In your head, repeat a positive affirmation, such as "I am safe," or "I am protected." Try to avoid using negative words or phrases in your affirmations. It's much better to say things such as "I am healthy," as opposed to "I am not sick."

Deep breathing techniques.
Deep, yoga breaths are the way to go when you're feeling stressed and worried. You can use deep breathing techniques for worry together with the other techniques mentioned here. Simply find a quiet place and breathe in a deep breath. While you're inhaling, feel the oxygen fill your lungs from the bottom to the top. Hold the breath for a couple of seconds and then exhale. Repeat until you feel at ease. If you find yourself thinking negative thoughts, just acknowledge and dismiss and get back to your breathing.

If you're good at visualizing, try visualizing your mind and body relaxing. Once you feel relaxed, fill your mind with images that make you feel good.

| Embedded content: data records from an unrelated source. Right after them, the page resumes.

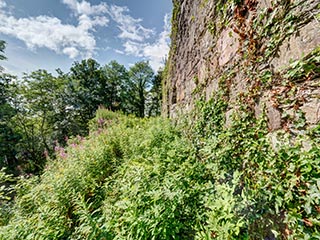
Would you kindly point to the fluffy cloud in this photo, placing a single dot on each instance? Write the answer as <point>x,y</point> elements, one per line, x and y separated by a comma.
<point>155,52</point>
<point>85,8</point>
<point>51,33</point>
<point>79,40</point>
<point>2,4</point>
<point>130,28</point>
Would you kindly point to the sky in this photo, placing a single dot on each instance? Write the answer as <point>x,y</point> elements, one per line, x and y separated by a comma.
<point>51,34</point>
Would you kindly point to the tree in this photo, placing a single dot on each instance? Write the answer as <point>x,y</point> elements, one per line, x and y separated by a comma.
<point>116,76</point>
<point>155,95</point>
<point>140,75</point>
<point>8,138</point>
<point>35,101</point>
<point>88,88</point>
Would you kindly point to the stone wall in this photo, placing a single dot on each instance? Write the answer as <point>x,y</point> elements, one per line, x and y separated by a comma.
<point>265,54</point>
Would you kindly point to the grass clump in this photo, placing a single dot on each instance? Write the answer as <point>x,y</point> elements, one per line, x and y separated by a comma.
<point>150,179</point>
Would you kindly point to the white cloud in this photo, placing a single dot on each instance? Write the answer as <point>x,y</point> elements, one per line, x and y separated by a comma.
<point>85,8</point>
<point>72,52</point>
<point>51,33</point>
<point>130,27</point>
<point>119,51</point>
<point>155,52</point>
<point>2,4</point>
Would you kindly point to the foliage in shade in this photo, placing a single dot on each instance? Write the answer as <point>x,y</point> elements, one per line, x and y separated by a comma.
<point>151,179</point>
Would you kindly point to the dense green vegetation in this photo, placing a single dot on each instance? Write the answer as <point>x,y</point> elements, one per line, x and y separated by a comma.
<point>136,178</point>
<point>111,173</point>
<point>39,112</point>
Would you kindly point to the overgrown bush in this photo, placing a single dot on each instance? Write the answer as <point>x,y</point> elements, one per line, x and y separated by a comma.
<point>150,179</point>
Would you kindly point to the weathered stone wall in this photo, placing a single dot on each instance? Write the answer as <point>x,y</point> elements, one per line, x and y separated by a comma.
<point>265,54</point>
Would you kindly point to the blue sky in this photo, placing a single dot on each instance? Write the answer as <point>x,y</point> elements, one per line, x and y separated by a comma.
<point>51,34</point>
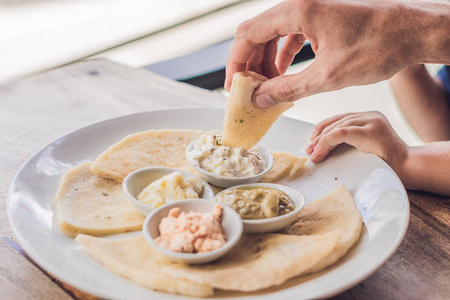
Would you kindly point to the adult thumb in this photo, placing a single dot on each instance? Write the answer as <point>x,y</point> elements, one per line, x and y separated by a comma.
<point>285,88</point>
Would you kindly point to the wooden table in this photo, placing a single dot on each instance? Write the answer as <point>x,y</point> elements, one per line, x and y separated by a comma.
<point>36,110</point>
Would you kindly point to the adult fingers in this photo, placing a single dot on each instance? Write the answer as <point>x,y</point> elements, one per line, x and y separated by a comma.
<point>292,44</point>
<point>268,66</point>
<point>255,60</point>
<point>279,20</point>
<point>288,88</point>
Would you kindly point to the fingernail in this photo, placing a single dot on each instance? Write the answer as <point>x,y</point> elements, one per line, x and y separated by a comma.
<point>264,101</point>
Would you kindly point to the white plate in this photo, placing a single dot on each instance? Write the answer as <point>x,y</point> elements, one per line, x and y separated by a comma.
<point>379,194</point>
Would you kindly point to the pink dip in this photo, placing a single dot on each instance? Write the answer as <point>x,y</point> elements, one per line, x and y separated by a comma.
<point>192,232</point>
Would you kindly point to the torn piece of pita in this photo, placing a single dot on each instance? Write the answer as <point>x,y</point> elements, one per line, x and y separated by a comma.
<point>153,148</point>
<point>86,203</point>
<point>284,163</point>
<point>336,211</point>
<point>135,259</point>
<point>244,268</point>
<point>244,124</point>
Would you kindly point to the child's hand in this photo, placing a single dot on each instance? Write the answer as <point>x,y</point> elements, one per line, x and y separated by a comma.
<point>368,131</point>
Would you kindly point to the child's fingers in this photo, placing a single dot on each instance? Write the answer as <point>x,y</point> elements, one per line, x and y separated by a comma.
<point>351,135</point>
<point>325,123</point>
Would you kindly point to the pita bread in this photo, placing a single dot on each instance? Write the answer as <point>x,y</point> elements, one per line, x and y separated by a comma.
<point>244,124</point>
<point>135,259</point>
<point>244,268</point>
<point>86,203</point>
<point>153,148</point>
<point>260,261</point>
<point>327,228</point>
<point>284,162</point>
<point>336,211</point>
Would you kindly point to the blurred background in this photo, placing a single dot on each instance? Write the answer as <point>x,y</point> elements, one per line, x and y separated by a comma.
<point>186,40</point>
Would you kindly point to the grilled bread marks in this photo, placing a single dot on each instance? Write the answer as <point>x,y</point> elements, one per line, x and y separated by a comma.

Whether it's you on a beach, drink in hand or a big bear-hug from your children, the focus is on what makes you happy. Continue this visualization until you feel better.

Get busy.
When it comes to worry, idle hands can make things worse. Instead of sitting around thinking, do something with your mind. Mind game apps and brain teasers are a great way to keep your brain focused on something other than worry. Also, it helps prevent brain diseases later in life, such as Alzheimer's.

Be a productive worrier.

Obviously you're trying to lessen the amount of time you spend worrying, so this may seem counterproductive. Actually, what I'm saying is that when you start to worry, ask yourself, "What action can I take to stop worrying?" For example, if you're worried that you're going to overspend at the grocery store, put your mind at ease by making a list and taking a calculator. That way, you'll be less inclined to overspend and your mind will be less stressed. 

More importantly, stop asking "What if?" These questions lead to thousands of possible scenarios which could keep you up at night. Asking yourself "What if?" is often the precursor to worry.

Engage in your favorite hobbies.

A busy mind prevents the mind from wandering. Find something that you like to do and do it when you're feeling anxious. The good feelings that this hobby brings will redirect your thoughts into something that makes you happy and productive. Exercising, reading, writing, singing, dancing, and photography are some options, but my all time favorite?

Animals! Dogs, in particular. It's been scientifically proven that animals are stress-relievers because our bodies produce feel-good hormones when we're around them. Seriously, who could resist smiling after looking at this adorable face?

Be mindful of your social media habits and friends.

Perhaps the most overlooked issue in regards to worry are your social media habits. When I began paying attention to my thoughts, I realized rather quickly that my Facebook newsfeed was affecting me in a negative way. It was literally full of sensationalized negative news stories, arguments about politics, and posts about what people hate, dislike, avoid, etc. It was in that moment that I began distancing myself from Facebook and unfollowing dozens of people daily. I love my friends and family, but sometimes, you have to do what's best for your own mental well-being.

I started spending more on the aesthetically attractive Pinterest and began pinning positive images, affirmations, and things that make me laugh. I also created a "Virtual Vision Board" so I could visualize what I wanted in my life and remind myself to think positive.

How do you deal with stress and worry? Let me know by leaving a comment!

I do hope that you find some relief using these techniques. Please note, if you are on medication for your stress, worry, anxiety, or depression, stopping your medication could be dangerous. Speak to your doctor before you stop taking any prescriptions.